As you may recall, we plan to do early commercialization in 2021 and 2022, and we have. Next year marks the beginning of our rapid scaling phase where we plan to churn through the backlog of users waiting to use our service, ramp up our operations and start to generate meaningful revenue.

As for our new markets, Austin and Phoenix, we remain on track to complete our first commercial driverless public rides and deliveries by the end of the year. This will begin at limited scale initially and ramp up as we produce more vehicles. Our current status is that our mapping systems worked as expected, and we've started supervised testing in Austin with more than a dozen vehicles.

As we had hoped, we're finding that most of our AV systems generalize well to new markets and for the handful of things that are unique to Austin, I've seen donkeys, petty cabs, police on horses, our continuous learning machine is able to automatically mine for these unusual things and then retrain our neural networks to better handle those situations. The same technology is already in use in San Francisco and will be used in all other markets, so that our AV system will continuously adapt to changes that occur within that market, such as new kinds of scooters or predominance of HUMMER EVs or however else cities might change.

As for the industry, we're seeing increased separation between the company's operating commercial driverless services and those that are still stuck in the trough of disillusionment.

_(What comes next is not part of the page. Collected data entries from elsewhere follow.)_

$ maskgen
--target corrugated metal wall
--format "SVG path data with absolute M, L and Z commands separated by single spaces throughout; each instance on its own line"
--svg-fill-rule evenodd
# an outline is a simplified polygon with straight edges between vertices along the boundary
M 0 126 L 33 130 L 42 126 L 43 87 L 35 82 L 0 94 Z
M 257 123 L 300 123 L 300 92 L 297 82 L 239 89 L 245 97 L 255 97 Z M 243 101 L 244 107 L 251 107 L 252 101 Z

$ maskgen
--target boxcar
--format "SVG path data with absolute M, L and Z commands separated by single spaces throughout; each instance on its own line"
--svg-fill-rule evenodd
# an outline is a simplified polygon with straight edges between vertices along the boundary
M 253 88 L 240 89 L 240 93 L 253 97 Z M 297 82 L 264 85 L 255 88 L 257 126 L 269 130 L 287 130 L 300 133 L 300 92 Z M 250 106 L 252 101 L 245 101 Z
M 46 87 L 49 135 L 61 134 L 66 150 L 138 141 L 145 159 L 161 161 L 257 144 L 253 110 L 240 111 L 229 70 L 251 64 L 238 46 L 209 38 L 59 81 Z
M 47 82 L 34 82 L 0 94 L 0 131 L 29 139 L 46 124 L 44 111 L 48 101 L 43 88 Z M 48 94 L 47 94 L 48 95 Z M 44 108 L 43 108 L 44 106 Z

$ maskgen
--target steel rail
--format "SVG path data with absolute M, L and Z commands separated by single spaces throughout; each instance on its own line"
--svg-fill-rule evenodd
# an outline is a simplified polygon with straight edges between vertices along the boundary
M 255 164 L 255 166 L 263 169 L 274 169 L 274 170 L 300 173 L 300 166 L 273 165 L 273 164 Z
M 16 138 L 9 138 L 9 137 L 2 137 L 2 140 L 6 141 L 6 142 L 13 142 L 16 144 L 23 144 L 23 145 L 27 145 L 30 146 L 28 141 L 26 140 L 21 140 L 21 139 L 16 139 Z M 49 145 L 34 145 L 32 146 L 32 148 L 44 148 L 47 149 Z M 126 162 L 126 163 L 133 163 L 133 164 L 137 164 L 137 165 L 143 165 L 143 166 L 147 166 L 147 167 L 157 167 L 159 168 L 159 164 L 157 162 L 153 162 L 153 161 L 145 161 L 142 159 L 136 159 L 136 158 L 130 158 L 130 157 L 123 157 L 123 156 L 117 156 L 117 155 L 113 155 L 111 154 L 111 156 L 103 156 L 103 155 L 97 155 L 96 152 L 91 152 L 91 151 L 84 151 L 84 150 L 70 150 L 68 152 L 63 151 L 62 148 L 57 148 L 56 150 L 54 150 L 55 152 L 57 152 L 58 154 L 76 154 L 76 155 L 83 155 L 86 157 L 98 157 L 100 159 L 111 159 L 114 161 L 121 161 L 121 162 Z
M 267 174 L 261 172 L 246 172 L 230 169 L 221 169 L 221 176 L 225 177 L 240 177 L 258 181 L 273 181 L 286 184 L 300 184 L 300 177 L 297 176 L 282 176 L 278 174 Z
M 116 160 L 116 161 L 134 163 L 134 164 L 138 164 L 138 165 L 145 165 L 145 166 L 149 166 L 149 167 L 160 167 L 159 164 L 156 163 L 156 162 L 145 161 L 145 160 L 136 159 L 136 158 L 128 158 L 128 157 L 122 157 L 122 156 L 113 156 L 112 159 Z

What's happening here is that the companies with the best product have pulled ahead and are accelerating. The best talent follows the best products, and those people are what makes a company great. They have a highly vested interest in identifying and moving to the clear winners, and they're good at it. This virtuous cycle fuels the growth of the leaders and stunts the progress of the laggards. And it happens not just with talent, but also with suppliers, partnerships and investors. And you've seen this play out at Cruise with us pulling in timing and expanding scale, which is an anomaly in an industry that is dominated by delayed milestones and missed targets."